Replicating GPT-4 pre-training with current hardware would cost about 40-50m in compute.

Source? My educated guess it’s somewhere between 10 to 100 times cheaper than that.

I did my own calculations based on plotting loss on benchmarks compared to models with known parameters and training data, as well as using a quote from Sam Altman that said that GPT-4 would not use very many more parameters than GPT-3. Based on this, I estimated that GPT-4 probably used about 250B parameters, and since I had an estimate for the total compute I was able to estimate that the training data was about 15T tokens. 250B parameters times 15T tokens times 6 (https://medium.com/@dzmitrybahdanau/the-flops-calculus-of-la...) means the compute was about 2.2510^25 FLOPs. I estimated that A100s cost about $1/hr and can process about 5.410^17 FLOPs at 50% efficiency per hour. Therefore, the compute cost would be (2.2510^25)/(5.410^17) or about $40 million.
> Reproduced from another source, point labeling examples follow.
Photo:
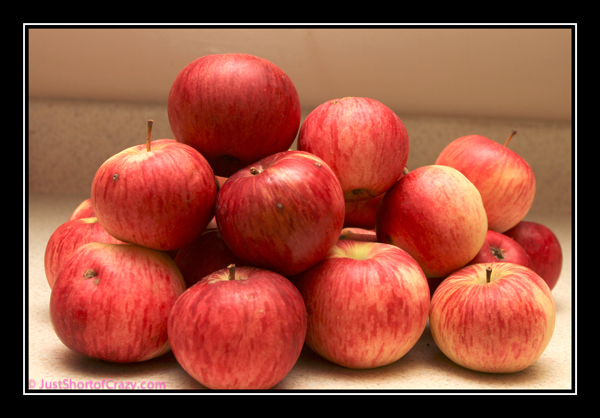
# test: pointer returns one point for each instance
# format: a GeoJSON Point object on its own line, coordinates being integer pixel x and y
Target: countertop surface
{"type": "Point", "coordinates": [423, 369]}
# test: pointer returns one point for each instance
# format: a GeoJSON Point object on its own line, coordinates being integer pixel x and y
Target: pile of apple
{"type": "Point", "coordinates": [234, 251]}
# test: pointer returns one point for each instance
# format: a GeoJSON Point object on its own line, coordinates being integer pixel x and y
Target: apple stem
{"type": "Point", "coordinates": [148, 134]}
{"type": "Point", "coordinates": [512, 133]}
{"type": "Point", "coordinates": [488, 274]}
Interestingly, my own calculations lined up pretty well with this calculation, although they approached the problem from a different direction (a leak by Morgan Stanley about how many GPUs OpenAI used to train GPT-4 as well as an estimate of how long it was trained): https://colab.research.google.com/drive/1O99z9b1I5O66bT78r9S...

Sam Altman has also stated that GPT-4 cost more than $100 million to train, and replication can cost 2-4x less compute. https://www.wired.com/story/openai-ceo-sam-altman-the-age-of...

If you know of an organization that can replicate GPT-4 for $400k to $4m I would love to know so that I can invest in them.

Let's go through your guesstimates one by one:

1. We don't know what the number of parameters is, could be 175B, could be 250B, could be 400B. Ok, let's stick with 250B.

2. Training data: GPT-3 was trained on 300B tokens. It already used most of the high-quality data available on the internet, but let's say they somehow managed to find and prepare three times as much high quality data for GPT-4. This means GPT-4 was trained on about 1T tokens.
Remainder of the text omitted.